Mas o que, na vida do templo, me indignava superiormente era o vêl-o tornado um logar de commercio, de venda e de troca de moeda. E foi por estes odiosos mercadores do templo, que além d'isso me tornavam a policia difficil e fatigante, que eu conheci o homem ineffavel, por quem os meus olhos ainda se humedecem.

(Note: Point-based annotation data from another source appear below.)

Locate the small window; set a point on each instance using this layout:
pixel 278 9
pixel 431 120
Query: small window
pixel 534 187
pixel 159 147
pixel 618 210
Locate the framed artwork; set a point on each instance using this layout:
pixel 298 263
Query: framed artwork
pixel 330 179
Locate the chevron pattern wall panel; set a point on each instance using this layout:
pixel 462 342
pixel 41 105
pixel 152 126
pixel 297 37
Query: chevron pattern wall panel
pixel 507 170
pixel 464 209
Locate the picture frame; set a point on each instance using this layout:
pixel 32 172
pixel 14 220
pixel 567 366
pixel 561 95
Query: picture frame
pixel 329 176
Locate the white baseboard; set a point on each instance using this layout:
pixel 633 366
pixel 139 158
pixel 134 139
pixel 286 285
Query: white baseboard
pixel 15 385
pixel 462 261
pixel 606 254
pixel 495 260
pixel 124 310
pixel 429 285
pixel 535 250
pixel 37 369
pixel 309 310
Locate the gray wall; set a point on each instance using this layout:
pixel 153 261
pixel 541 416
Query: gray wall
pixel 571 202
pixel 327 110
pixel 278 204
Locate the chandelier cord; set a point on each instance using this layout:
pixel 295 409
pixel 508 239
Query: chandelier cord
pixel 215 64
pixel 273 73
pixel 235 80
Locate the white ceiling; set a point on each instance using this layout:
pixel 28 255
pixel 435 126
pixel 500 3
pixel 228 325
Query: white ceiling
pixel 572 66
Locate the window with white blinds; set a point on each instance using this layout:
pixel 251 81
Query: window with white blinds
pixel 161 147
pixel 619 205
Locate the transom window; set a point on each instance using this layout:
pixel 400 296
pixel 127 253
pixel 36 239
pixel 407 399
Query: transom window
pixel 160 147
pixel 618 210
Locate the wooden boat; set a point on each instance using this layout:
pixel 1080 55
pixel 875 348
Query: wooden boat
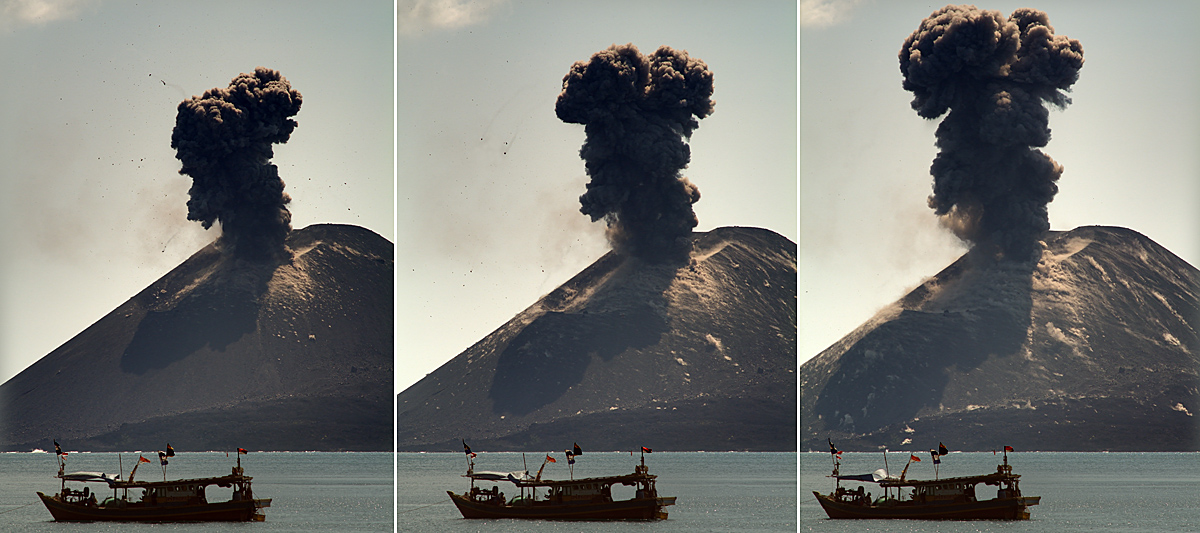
pixel 949 498
pixel 175 501
pixel 585 498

Um dia, entrava eu na galeria de Salomão, que é a que tem tres ordens de columnas, o tecto de cedro lavrado, e olha para o monte das Oliveiras. Era na festa da Paschoa, quando ella se enche com a multidão dos peregrinos. Um soldado da milicia do templo tinha-me dito que, contra os avisos, dois mercadores de pombas e de carneiros tenros tinham-se vindo encruzar nas suas esteiras junto das columnatas, com as rezes enfeitadas de escarlate, e os cestos d'aves brancas. Eu ia, cheio de colera, para os condemnar, quando vi em redor uma confusa gente dominada pelo forte ruido d'uma voz: defronte dos mercadores, havia um homem de pé, que lhes fallava. Era alto, magro, fraco: tinha os cabellos louros, pendentes, separados ao meio, cabellos d'homem da Galilea: mesmo, percebi logo, pelo accento e pela pronuncia, que elle era galileo: n'aquelle momento o seu rosto era irritado e severo: tinha o gesto largo ao modo dos que pregam nas synagogas, tinha as feições inflammadas, os olhos cheios d'uma luz indignada: a sua estatura erguida pela colera, enobrecida pela justiça das suas palavras, cheia do seu pensamento, fazia-o parecer mais que um homem.

Os mercadores, assustados, recolhiam os cestos, dobravam as esteiras, arrastavam as rezes: as pombas esvoaçavam.

—Ide!—disse-lhes elle então—vós fazeis da casa da oração uma caverna de ladrões!

E com a mão violenta empurrou-os largamente, para além das columnas. Elles iam, tomados de temor. Os homens em redor tinham uma approvação sympathica para o da Galilea: alguns riam: havia creanças assustadas que gritavam. Eu olhava, admirado.

—Quem é este?—perguntei a João, um galileo, que estava junto d'elle, e que eu conhecia de o ter encontrado no atrio da casa d'Hannan.

—Não o conheces tu? É Jesus de Nazareth, propheta da Galilea!

II

Durante a minha vida do templo eu tinha visto muitos videntes, muitos prophetas: vinham da Galilea, da Judea, de todo o paiz que vae até Joppé. Não direi o que penso da intenção prophetica e da crença messianica. Só direi que os prophetas que, no meu tempo, vieram e eram lapidados ás portas de Jerusalem, eram bons; eram uma voz collectiva, a esperança, a consolação e o allivio.

O povo era profundamente infeliz: os saducceus afogados nos seus repousos, os phariseus perdidos nas suas devoções, os escribas e doutores absorvidos nas suas escolas, não viam o estado das almas. Além de tudo estavam longe do povo, n'uma separação desdenhosa e emphatica. Eu estava profundamente ligado ao povo pela raça e pelo instincto. Já na vida estreita e toda commum de Jerusalem, já nas conversações dos atrios do templo, já nas minhas demoras em Bethel, em Ephraim, em Galilea, eu via, comprehendia, sabia o povo. Infeliz, desprezado, eternamente escravo, esmagado pelo tributo da dominação e pelo dizimo, refugiava-se, maltratado da terra, na esperança d'um libertador, d'um Messias. O judeu é dado a preoccupações divinas e a sua verdadeira patria é em Deus.